Haberler

Ditam Araştırması: Ölüleri Memnun Etmek İçin Bile Erken Yaşta Evlendiriliyorlar

Abone Ol

Dicle Toplumsal Araştırmalar Merkezi (DİTAM) Diyarbakır, Siirt ve Şanlıurfa'da çocuk yaşta evliliklerle ilgili 'Erken Evliliklerin Toplumsal Meşruiyeti' araştırması yaptı.

Dicle Toplumsal Araştırmalar Merkezi (DİTAM) Diyarbakır, Siirt ve Şanlıurfa'da çocuk yaşta evliliklerle ilgili 'Erken Evliliklerin Toplumsal Meşruiyeti' araştırması yaptı. Yrd. Doç. Dr. Naciye Yıldız, araştırmada görüşülen kadınların yüzde 65'nin 16 yaşına gelmeden evlendirildiklerinin ortaya çıktığını küçük kızların akraba hatırı için bile evlendirildiğini söyledi. Yrd.Doç.Dr. Yıldız, "Görüştüğümüz bir kadın 'Halam hayattayken babam ona söz verdi. Halam öldü, babam sözünü tutmak için beni halamın oğlu ile evlendirdi. Oysa ikimiz de bu evliliği istemiyorduk' dedi. Yani ölüleri bile memnun etmek için kızları evlendiriyorlar" dedi.

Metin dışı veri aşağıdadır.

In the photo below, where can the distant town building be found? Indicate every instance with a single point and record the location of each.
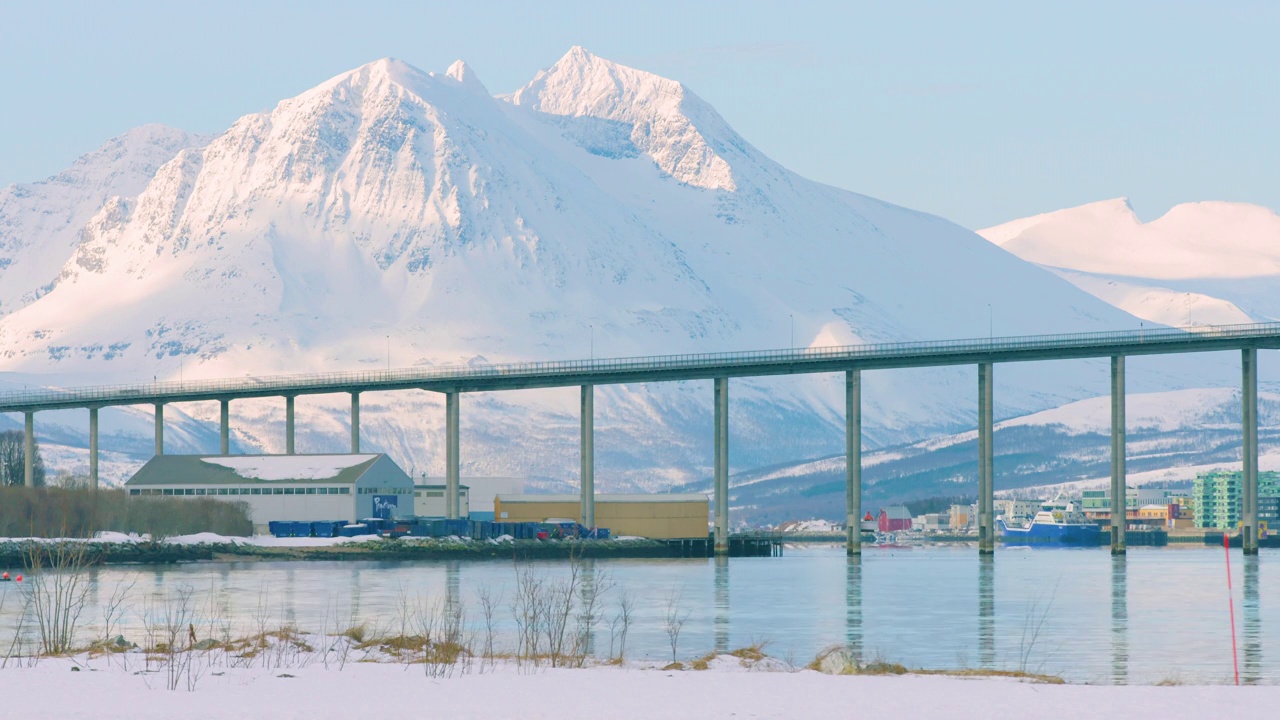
(960, 516)
(1016, 511)
(284, 487)
(932, 522)
(1096, 504)
(895, 519)
(1219, 497)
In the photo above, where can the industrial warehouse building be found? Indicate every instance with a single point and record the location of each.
(643, 515)
(284, 487)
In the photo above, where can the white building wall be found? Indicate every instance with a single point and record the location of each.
(384, 478)
(429, 501)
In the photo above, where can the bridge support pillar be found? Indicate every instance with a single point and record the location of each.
(28, 449)
(1249, 399)
(853, 463)
(1119, 487)
(986, 463)
(159, 428)
(288, 424)
(224, 427)
(721, 465)
(451, 456)
(355, 423)
(92, 447)
(588, 456)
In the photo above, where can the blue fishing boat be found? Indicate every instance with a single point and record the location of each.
(1059, 522)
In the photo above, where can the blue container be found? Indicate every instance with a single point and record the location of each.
(327, 528)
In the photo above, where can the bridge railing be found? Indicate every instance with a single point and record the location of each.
(373, 379)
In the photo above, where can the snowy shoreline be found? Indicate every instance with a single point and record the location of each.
(104, 688)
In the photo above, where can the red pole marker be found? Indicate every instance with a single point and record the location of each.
(1230, 602)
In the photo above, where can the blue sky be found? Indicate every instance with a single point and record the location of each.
(978, 112)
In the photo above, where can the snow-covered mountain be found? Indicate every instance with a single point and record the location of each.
(41, 222)
(391, 215)
(1201, 263)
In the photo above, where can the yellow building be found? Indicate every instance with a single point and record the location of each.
(640, 515)
(1153, 514)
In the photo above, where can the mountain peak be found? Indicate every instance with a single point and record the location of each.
(1193, 240)
(466, 77)
(639, 112)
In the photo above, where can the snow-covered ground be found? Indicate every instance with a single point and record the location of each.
(101, 692)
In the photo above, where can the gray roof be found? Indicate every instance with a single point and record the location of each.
(599, 499)
(252, 469)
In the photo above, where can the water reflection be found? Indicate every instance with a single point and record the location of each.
(917, 609)
(987, 611)
(854, 606)
(1119, 621)
(1251, 647)
(721, 586)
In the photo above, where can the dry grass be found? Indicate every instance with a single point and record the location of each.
(752, 652)
(979, 673)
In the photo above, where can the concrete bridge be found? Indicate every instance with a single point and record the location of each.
(720, 368)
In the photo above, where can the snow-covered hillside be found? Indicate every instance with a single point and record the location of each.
(391, 215)
(1201, 263)
(41, 222)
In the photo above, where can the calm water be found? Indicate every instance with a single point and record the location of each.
(1160, 614)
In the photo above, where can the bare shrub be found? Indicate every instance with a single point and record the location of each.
(673, 621)
(56, 589)
(488, 605)
(620, 624)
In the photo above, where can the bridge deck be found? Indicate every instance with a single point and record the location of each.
(663, 368)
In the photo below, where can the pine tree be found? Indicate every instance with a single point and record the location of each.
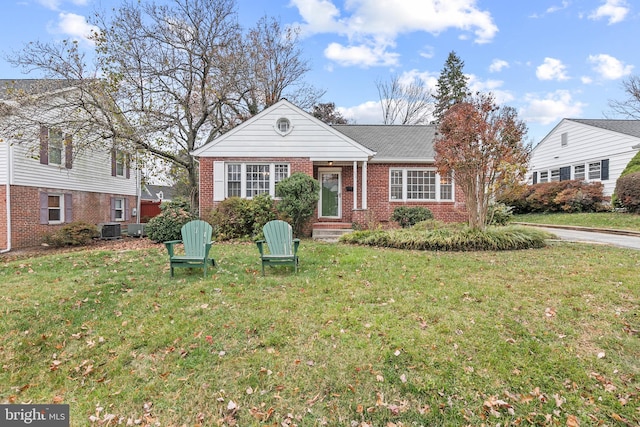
(451, 87)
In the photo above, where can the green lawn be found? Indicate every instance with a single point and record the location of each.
(616, 220)
(360, 336)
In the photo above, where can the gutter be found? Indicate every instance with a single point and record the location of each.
(8, 196)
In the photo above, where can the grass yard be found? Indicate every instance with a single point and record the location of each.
(360, 337)
(616, 220)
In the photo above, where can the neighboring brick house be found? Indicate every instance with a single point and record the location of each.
(365, 171)
(43, 187)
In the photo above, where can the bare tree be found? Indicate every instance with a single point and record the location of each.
(404, 103)
(327, 113)
(168, 78)
(481, 144)
(275, 67)
(629, 107)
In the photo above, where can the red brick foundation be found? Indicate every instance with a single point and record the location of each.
(26, 230)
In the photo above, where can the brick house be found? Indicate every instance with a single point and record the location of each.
(365, 171)
(43, 186)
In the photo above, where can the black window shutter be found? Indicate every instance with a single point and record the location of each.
(604, 170)
(127, 165)
(44, 208)
(44, 145)
(68, 152)
(68, 207)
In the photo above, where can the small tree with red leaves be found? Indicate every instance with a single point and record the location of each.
(481, 143)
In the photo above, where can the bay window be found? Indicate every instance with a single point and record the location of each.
(252, 179)
(419, 185)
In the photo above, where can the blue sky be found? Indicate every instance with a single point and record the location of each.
(550, 59)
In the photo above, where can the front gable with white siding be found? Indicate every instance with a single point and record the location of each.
(364, 171)
(591, 150)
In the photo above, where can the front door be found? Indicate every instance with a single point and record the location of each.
(330, 204)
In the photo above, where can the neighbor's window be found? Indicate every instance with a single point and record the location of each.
(56, 208)
(55, 146)
(594, 170)
(120, 162)
(252, 179)
(419, 184)
(118, 209)
(544, 176)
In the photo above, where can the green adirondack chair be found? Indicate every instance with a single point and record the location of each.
(282, 247)
(196, 238)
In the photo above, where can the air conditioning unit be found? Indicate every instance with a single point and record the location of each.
(110, 230)
(136, 230)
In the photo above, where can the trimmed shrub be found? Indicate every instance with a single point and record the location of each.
(559, 196)
(451, 239)
(628, 192)
(236, 218)
(499, 214)
(167, 225)
(408, 216)
(72, 234)
(299, 195)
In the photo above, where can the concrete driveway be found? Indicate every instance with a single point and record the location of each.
(596, 236)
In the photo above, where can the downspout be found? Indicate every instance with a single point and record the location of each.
(138, 187)
(8, 197)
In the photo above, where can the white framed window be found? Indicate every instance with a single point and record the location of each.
(55, 205)
(564, 139)
(544, 176)
(56, 144)
(419, 185)
(283, 126)
(120, 162)
(248, 180)
(594, 170)
(118, 209)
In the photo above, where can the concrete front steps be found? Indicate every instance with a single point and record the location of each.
(330, 231)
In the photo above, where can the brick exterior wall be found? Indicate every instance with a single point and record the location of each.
(379, 207)
(3, 217)
(26, 230)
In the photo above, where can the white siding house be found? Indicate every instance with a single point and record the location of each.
(44, 184)
(585, 149)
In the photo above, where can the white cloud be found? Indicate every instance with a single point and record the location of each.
(498, 65)
(615, 10)
(552, 69)
(609, 67)
(369, 112)
(73, 25)
(55, 4)
(374, 25)
(362, 55)
(551, 108)
(494, 86)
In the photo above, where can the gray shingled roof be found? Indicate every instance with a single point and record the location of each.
(627, 127)
(31, 85)
(394, 141)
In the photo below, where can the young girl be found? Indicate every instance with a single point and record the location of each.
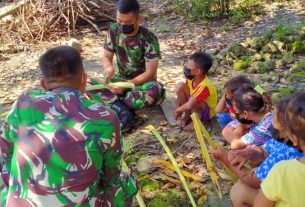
(224, 108)
(284, 185)
(252, 113)
(265, 157)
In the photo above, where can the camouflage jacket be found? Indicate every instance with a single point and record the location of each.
(132, 52)
(60, 149)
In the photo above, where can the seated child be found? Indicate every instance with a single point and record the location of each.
(284, 185)
(198, 94)
(251, 111)
(224, 109)
(264, 156)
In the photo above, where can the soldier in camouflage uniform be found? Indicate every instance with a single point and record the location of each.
(59, 148)
(137, 55)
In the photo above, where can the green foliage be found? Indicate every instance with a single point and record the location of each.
(169, 198)
(263, 67)
(298, 47)
(149, 185)
(240, 64)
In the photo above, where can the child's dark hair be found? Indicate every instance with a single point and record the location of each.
(234, 83)
(60, 62)
(127, 6)
(295, 115)
(202, 60)
(280, 110)
(248, 99)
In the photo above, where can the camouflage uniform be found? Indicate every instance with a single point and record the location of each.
(131, 55)
(60, 149)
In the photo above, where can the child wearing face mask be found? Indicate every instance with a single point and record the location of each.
(197, 94)
(225, 111)
(263, 157)
(284, 185)
(250, 109)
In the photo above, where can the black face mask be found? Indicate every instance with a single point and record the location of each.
(126, 28)
(275, 133)
(228, 101)
(243, 120)
(187, 73)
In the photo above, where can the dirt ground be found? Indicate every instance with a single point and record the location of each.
(178, 39)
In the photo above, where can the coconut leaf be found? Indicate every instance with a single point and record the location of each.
(171, 157)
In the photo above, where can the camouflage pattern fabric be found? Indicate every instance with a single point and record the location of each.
(132, 52)
(60, 149)
(144, 95)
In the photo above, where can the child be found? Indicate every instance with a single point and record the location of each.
(225, 111)
(224, 108)
(198, 94)
(265, 157)
(250, 110)
(284, 185)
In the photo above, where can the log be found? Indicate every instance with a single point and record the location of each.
(12, 7)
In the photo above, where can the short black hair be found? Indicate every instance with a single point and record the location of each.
(280, 109)
(127, 6)
(248, 99)
(202, 60)
(60, 62)
(238, 81)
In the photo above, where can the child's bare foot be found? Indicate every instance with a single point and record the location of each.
(189, 127)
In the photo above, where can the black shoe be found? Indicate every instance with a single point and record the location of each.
(127, 116)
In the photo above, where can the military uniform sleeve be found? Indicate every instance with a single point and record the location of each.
(110, 39)
(119, 185)
(152, 48)
(6, 147)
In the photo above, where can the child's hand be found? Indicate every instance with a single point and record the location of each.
(239, 157)
(117, 90)
(219, 153)
(177, 113)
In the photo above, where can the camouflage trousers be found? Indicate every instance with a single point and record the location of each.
(144, 95)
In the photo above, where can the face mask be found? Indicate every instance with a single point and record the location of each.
(187, 73)
(275, 133)
(228, 101)
(126, 28)
(243, 120)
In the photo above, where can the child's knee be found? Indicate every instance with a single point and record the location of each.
(227, 132)
(180, 86)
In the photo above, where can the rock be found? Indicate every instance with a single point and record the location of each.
(287, 58)
(220, 70)
(237, 49)
(8, 49)
(257, 57)
(145, 165)
(240, 64)
(212, 51)
(283, 80)
(279, 45)
(219, 56)
(298, 47)
(267, 56)
(268, 36)
(263, 67)
(270, 48)
(275, 97)
(298, 66)
(75, 44)
(255, 42)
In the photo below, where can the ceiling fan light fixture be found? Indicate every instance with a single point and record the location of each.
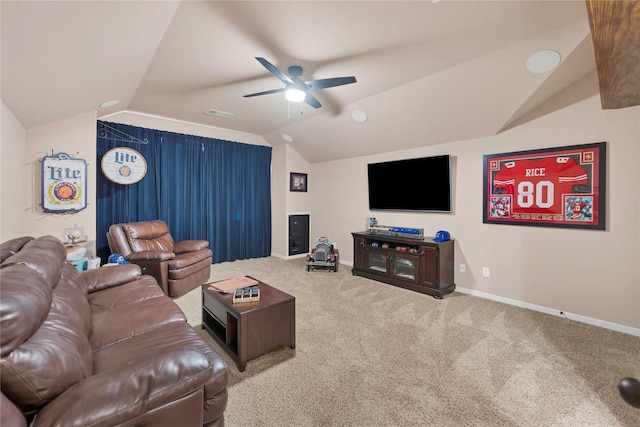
(295, 95)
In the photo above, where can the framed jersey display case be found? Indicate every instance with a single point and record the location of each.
(551, 187)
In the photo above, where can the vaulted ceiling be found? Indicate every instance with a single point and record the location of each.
(427, 72)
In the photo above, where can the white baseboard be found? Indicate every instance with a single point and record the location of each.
(554, 312)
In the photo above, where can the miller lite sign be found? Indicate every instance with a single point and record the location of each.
(64, 183)
(124, 165)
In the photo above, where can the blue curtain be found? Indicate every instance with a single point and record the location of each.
(203, 188)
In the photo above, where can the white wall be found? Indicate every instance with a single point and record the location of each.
(592, 274)
(13, 203)
(178, 126)
(588, 273)
(21, 173)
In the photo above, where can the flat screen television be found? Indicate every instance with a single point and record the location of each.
(422, 184)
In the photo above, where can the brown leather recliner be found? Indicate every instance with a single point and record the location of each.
(178, 267)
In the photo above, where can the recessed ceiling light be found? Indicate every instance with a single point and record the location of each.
(359, 116)
(543, 61)
(109, 103)
(218, 113)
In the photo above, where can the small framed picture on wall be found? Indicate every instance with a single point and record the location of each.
(298, 182)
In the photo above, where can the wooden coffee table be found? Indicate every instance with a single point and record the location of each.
(249, 330)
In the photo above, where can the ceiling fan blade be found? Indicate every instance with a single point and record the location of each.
(325, 83)
(311, 100)
(274, 70)
(266, 92)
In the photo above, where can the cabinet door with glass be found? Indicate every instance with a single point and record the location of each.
(405, 267)
(376, 260)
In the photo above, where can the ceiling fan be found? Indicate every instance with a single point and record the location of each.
(297, 90)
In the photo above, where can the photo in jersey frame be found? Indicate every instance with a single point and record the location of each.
(551, 187)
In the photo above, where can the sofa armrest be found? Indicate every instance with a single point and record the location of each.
(151, 256)
(190, 246)
(109, 276)
(10, 414)
(114, 397)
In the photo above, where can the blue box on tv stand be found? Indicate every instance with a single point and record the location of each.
(81, 264)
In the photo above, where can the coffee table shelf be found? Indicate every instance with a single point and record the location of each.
(249, 330)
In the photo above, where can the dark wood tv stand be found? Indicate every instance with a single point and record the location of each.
(421, 265)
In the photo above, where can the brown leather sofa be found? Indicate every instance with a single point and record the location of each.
(105, 347)
(178, 267)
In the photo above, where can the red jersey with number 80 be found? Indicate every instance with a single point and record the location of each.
(538, 185)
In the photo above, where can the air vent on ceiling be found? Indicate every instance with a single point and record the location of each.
(218, 113)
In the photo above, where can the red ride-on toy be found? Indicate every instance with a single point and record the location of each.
(323, 255)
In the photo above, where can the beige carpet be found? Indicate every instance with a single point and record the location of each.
(371, 354)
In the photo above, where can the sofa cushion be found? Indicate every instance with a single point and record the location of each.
(171, 336)
(45, 320)
(11, 247)
(128, 293)
(55, 357)
(45, 254)
(23, 291)
(128, 320)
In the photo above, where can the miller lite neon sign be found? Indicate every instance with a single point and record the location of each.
(64, 183)
(124, 165)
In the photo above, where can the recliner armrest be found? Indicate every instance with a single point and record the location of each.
(150, 256)
(113, 275)
(115, 397)
(190, 246)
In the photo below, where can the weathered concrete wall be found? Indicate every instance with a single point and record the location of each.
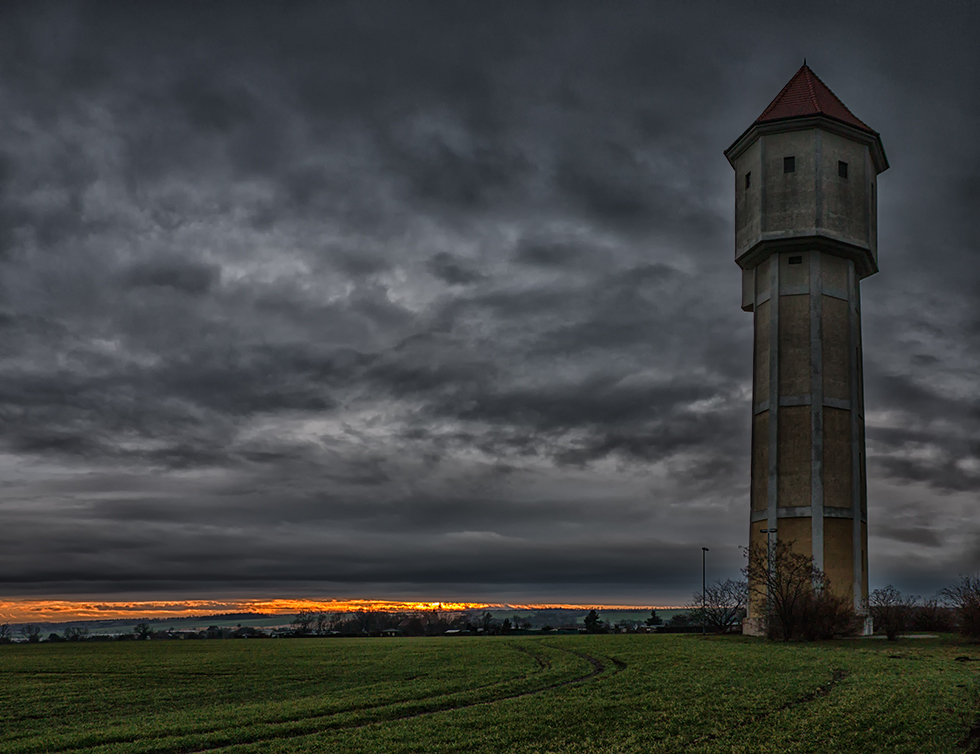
(836, 458)
(836, 342)
(798, 531)
(819, 228)
(748, 200)
(760, 381)
(790, 197)
(839, 555)
(760, 461)
(793, 475)
(794, 343)
(844, 201)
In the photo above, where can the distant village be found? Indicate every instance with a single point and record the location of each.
(308, 623)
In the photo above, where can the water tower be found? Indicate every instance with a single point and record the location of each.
(806, 176)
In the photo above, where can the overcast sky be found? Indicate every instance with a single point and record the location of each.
(438, 300)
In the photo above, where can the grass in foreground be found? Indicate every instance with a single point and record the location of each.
(629, 693)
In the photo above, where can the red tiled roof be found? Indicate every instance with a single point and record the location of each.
(806, 95)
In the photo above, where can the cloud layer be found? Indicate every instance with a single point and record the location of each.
(427, 301)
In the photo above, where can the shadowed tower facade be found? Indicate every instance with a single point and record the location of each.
(805, 236)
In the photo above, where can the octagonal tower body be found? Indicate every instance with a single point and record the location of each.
(805, 236)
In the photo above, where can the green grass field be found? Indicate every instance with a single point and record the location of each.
(616, 693)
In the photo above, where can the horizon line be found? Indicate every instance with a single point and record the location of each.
(67, 611)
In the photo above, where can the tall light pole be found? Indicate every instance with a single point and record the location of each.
(768, 533)
(704, 613)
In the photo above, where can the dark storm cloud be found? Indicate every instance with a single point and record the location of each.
(398, 299)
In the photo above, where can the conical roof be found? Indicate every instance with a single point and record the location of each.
(805, 96)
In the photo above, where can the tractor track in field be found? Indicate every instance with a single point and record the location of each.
(837, 675)
(598, 668)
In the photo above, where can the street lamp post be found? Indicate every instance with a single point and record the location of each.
(704, 613)
(768, 533)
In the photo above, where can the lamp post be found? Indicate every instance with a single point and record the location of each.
(768, 533)
(704, 613)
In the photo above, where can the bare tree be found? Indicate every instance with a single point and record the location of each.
(891, 610)
(303, 622)
(75, 633)
(964, 598)
(321, 622)
(794, 595)
(721, 606)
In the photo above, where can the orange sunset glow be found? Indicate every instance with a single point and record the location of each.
(57, 611)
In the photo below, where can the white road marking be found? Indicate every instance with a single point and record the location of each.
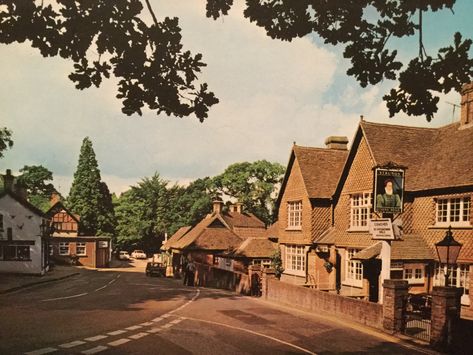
(41, 351)
(95, 350)
(119, 342)
(72, 344)
(65, 298)
(134, 327)
(138, 336)
(255, 333)
(117, 332)
(96, 338)
(100, 288)
(154, 330)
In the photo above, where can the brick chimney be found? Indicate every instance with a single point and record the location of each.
(237, 207)
(217, 206)
(466, 118)
(337, 142)
(8, 179)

Merkezi Diyarbakır'da bulunan DİTAM, bölgedeki çocuk yaşta evlilikler konusunda İsveç'in İstanbul Başkonsolosluğu, Açık Toplum Vakfı ve Diyarbakır Eczacılar Odası'nın desteğiyle danışmanlığını Dicle Üniversitesi Sosyoloji Bölüm Başkanı Prof.Dr. Rüstem Erkan, proje yürütücülüğünü Yrd.Doç.Dr. Naciye Yıldız'ın üstlendiği araştırma yaptı.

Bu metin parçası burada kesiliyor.